Healing Communities, an initiative launched in June, is led by the Governor’s Office of Transition, Support and Re-entry. The program utilizes congregations of various faiths collaborating to reduce recidivism.
The small gathering of local clergy members Friday morning to announce the meeting came a week after some of the same religious leaders met to publicly call for a 48-hour cease-fire to gun violence in the city.
“We want it to be a continuous cease-fire,” said Tillman, who was also at last week’s meeting. “We want calmer minds, calmer heads to prevail. This initiative is reaching out where one of the social hurts is.”
Healing Communities also aims to make areas safer. Tillman, pastor at First African Baptist Church on Montgomery Street, said many crimes are committed by people who have previously been incarcerated.
The Rev. George Lee III, local communication coordinator for the Office of Transition, Support and Re-entry, said the faith-based community is well poised to reach out to the community as a whole and initiate dialogue.
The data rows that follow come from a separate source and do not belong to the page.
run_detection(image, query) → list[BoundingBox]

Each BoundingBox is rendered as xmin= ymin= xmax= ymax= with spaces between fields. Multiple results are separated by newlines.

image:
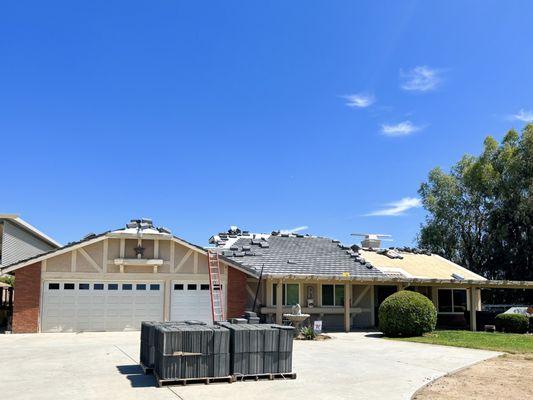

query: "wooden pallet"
xmin=154 ymin=373 xmax=234 ymax=387
xmin=232 ymin=372 xmax=297 ymax=382
xmin=140 ymin=363 xmax=153 ymax=375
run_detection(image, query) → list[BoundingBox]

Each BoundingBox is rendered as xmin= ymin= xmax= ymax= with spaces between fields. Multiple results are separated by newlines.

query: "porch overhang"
xmin=262 ymin=274 xmax=533 ymax=289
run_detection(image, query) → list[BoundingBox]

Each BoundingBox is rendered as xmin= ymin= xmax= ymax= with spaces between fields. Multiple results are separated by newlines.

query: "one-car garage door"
xmin=41 ymin=281 xmax=164 ymax=332
xmin=170 ymin=281 xmax=217 ymax=323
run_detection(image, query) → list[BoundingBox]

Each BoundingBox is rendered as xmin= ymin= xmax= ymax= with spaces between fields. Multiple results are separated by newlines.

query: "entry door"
xmin=170 ymin=281 xmax=215 ymax=323
xmin=41 ymin=281 xmax=164 ymax=332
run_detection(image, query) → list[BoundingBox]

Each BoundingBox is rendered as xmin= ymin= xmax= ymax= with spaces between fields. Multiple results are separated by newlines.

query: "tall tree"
xmin=418 ymin=124 xmax=533 ymax=285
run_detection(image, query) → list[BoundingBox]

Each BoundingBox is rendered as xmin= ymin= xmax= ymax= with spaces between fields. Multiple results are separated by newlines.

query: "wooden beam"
xmin=175 ymin=249 xmax=193 ymax=273
xmin=119 ymin=238 xmax=125 ymax=258
xmin=78 ymin=248 xmax=103 ymax=272
xmin=370 ymin=285 xmax=375 ymax=327
xmin=71 ymin=250 xmax=77 ymax=272
xmin=470 ymin=287 xmax=478 ymax=331
xmin=344 ymin=283 xmax=351 ymax=332
xmin=169 ymin=242 xmax=175 ymax=271
xmin=102 ymin=239 xmax=108 ymax=273
xmin=193 ymin=253 xmax=198 ymax=274
xmin=276 ymin=279 xmax=283 ymax=324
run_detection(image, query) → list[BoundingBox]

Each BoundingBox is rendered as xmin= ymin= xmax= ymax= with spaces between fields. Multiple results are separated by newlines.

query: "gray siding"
xmin=1 ymin=221 xmax=55 ymax=266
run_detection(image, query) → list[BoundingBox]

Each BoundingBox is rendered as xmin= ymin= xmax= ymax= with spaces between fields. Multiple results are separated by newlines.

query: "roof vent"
xmin=451 ymin=273 xmax=464 ymax=280
xmin=351 ymin=233 xmax=392 ymax=249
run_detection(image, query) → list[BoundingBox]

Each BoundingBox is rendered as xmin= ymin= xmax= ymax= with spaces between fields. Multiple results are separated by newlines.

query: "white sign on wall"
xmin=313 ymin=320 xmax=322 ymax=334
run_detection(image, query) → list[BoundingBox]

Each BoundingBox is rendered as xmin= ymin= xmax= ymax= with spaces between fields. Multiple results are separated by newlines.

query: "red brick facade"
xmin=12 ymin=262 xmax=41 ymax=333
xmin=226 ymin=267 xmax=248 ymax=318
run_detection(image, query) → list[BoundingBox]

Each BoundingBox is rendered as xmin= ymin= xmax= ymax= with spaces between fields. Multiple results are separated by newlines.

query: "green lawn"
xmin=392 ymin=330 xmax=533 ymax=354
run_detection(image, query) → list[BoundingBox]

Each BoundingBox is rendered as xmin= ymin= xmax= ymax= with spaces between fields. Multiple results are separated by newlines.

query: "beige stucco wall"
xmin=42 ymin=237 xmax=219 ymax=279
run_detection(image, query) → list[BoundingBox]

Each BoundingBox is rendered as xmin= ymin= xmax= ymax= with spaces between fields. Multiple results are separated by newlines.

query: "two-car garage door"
xmin=41 ymin=280 xmax=218 ymax=332
xmin=41 ymin=281 xmax=165 ymax=332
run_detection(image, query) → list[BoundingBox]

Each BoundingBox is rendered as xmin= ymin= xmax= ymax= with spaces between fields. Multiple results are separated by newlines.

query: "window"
xmin=64 ymin=283 xmax=75 ymax=290
xmin=108 ymin=283 xmax=118 ymax=290
xmin=187 ymin=284 xmax=197 ymax=291
xmin=174 ymin=284 xmax=184 ymax=290
xmin=438 ymin=289 xmax=467 ymax=313
xmin=136 ymin=284 xmax=146 ymax=290
xmin=79 ymin=283 xmax=90 ymax=290
xmin=122 ymin=284 xmax=133 ymax=290
xmin=321 ymin=285 xmax=345 ymax=306
xmin=150 ymin=284 xmax=160 ymax=291
xmin=322 ymin=285 xmax=334 ymax=306
xmin=94 ymin=284 xmax=104 ymax=290
xmin=48 ymin=283 xmax=60 ymax=290
xmin=272 ymin=283 xmax=299 ymax=306
xmin=453 ymin=290 xmax=467 ymax=312
xmin=200 ymin=284 xmax=210 ymax=290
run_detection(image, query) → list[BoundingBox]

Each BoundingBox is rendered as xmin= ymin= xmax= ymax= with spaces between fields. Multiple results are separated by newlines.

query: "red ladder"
xmin=207 ymin=250 xmax=225 ymax=322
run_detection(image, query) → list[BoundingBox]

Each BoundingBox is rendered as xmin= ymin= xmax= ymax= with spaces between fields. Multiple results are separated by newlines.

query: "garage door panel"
xmin=42 ymin=281 xmax=164 ymax=332
xmin=170 ymin=281 xmax=215 ymax=324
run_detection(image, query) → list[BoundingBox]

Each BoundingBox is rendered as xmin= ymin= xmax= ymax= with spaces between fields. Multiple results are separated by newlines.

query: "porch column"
xmin=344 ymin=283 xmax=351 ymax=333
xmin=276 ymin=279 xmax=283 ymax=324
xmin=469 ymin=286 xmax=478 ymax=331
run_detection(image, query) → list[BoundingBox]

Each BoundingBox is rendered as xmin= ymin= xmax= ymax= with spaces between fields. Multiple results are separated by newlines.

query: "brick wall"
xmin=226 ymin=267 xmax=247 ymax=318
xmin=12 ymin=262 xmax=41 ymax=333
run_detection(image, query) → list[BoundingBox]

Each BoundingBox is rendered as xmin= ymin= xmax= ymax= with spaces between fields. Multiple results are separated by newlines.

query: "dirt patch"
xmin=413 ymin=354 xmax=533 ymax=400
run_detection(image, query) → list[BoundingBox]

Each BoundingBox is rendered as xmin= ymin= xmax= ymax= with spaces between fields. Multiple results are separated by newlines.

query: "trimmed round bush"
xmin=379 ymin=290 xmax=437 ymax=337
xmin=494 ymin=313 xmax=529 ymax=334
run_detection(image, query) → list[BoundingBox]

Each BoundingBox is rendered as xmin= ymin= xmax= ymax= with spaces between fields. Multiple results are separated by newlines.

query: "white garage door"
xmin=41 ymin=281 xmax=164 ymax=332
xmin=170 ymin=281 xmax=217 ymax=323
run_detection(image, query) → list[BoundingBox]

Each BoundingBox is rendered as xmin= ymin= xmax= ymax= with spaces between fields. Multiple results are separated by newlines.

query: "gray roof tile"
xmin=217 ymin=235 xmax=385 ymax=278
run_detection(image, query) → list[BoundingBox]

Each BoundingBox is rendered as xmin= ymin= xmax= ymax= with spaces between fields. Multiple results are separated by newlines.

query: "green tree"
xmin=418 ymin=124 xmax=533 ymax=288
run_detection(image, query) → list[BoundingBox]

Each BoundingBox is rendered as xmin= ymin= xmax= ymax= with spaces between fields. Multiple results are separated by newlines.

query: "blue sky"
xmin=2 ymin=1 xmax=532 ymax=247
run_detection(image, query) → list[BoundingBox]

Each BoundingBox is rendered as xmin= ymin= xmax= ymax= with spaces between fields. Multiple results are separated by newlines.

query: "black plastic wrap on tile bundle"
xmin=140 ymin=321 xmax=188 ymax=369
xmin=150 ymin=322 xmax=231 ymax=380
xmin=216 ymin=322 xmax=295 ymax=375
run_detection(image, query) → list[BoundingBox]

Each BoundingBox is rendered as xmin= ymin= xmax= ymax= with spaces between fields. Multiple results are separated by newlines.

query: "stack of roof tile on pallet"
xmin=142 ymin=321 xmax=231 ymax=381
xmin=218 ymin=322 xmax=294 ymax=376
xmin=141 ymin=321 xmax=187 ymax=371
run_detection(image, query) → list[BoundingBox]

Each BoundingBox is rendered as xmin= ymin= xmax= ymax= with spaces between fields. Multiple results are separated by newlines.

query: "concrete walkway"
xmin=0 ymin=331 xmax=500 ymax=400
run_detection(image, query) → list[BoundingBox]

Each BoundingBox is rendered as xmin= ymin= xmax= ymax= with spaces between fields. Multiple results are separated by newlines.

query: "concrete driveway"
xmin=0 ymin=331 xmax=499 ymax=400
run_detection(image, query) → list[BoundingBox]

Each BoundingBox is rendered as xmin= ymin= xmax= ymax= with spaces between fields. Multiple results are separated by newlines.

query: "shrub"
xmin=495 ymin=313 xmax=529 ymax=334
xmin=300 ymin=326 xmax=316 ymax=340
xmin=379 ymin=290 xmax=437 ymax=337
xmin=530 ymin=317 xmax=533 ymax=333
xmin=0 ymin=275 xmax=14 ymax=286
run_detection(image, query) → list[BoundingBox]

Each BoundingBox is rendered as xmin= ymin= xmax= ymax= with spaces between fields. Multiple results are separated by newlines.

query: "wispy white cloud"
xmin=342 ymin=93 xmax=375 ymax=108
xmin=280 ymin=226 xmax=309 ymax=234
xmin=400 ymin=66 xmax=441 ymax=92
xmin=510 ymin=109 xmax=533 ymax=122
xmin=381 ymin=120 xmax=422 ymax=136
xmin=364 ymin=197 xmax=422 ymax=217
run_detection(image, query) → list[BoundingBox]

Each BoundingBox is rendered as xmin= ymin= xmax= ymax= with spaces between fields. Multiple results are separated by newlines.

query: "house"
xmin=0 ymin=219 xmax=255 ymax=333
xmin=210 ymin=228 xmax=532 ymax=332
xmin=0 ymin=214 xmax=61 ymax=269
xmin=1 ymin=220 xmax=531 ymax=334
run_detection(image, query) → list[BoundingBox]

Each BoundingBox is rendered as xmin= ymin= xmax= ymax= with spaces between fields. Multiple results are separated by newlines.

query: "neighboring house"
xmin=0 ymin=215 xmax=61 ymax=269
xmin=1 ymin=220 xmax=531 ymax=334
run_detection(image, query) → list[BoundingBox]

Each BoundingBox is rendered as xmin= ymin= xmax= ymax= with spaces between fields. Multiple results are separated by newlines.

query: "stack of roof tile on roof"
xmin=212 ymin=232 xmax=386 ymax=279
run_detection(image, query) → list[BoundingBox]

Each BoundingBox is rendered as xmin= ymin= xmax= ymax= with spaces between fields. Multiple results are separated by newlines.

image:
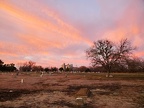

“It is through our practice of faith, whether it be Christian, Muslim or Jewish, that we’re able to understand that the process of healing is through love,” he said.
Lee, pastor at St. John Baptist Church — “The Mighty Fortress” on Hartridge Street, said the Rev. Harold Trulear, director of the national Healing Communities, will speak at the meeting Wednesday.
Another meeting on recidivism reduction is planned next month.
Tillman said he hopes many local clergy members attend Wednesday’s planning meeting.
“We care about each other,” he said. “As a community that’s what we’re called to do. And where better to start than the faith community that has that message going out — that everyone counts, every life is important.”
IF YOU GO
The Healing Communities of Georgia implementation meeting will be held at 6 p.m. Wednesday at the Savannah Civic Center.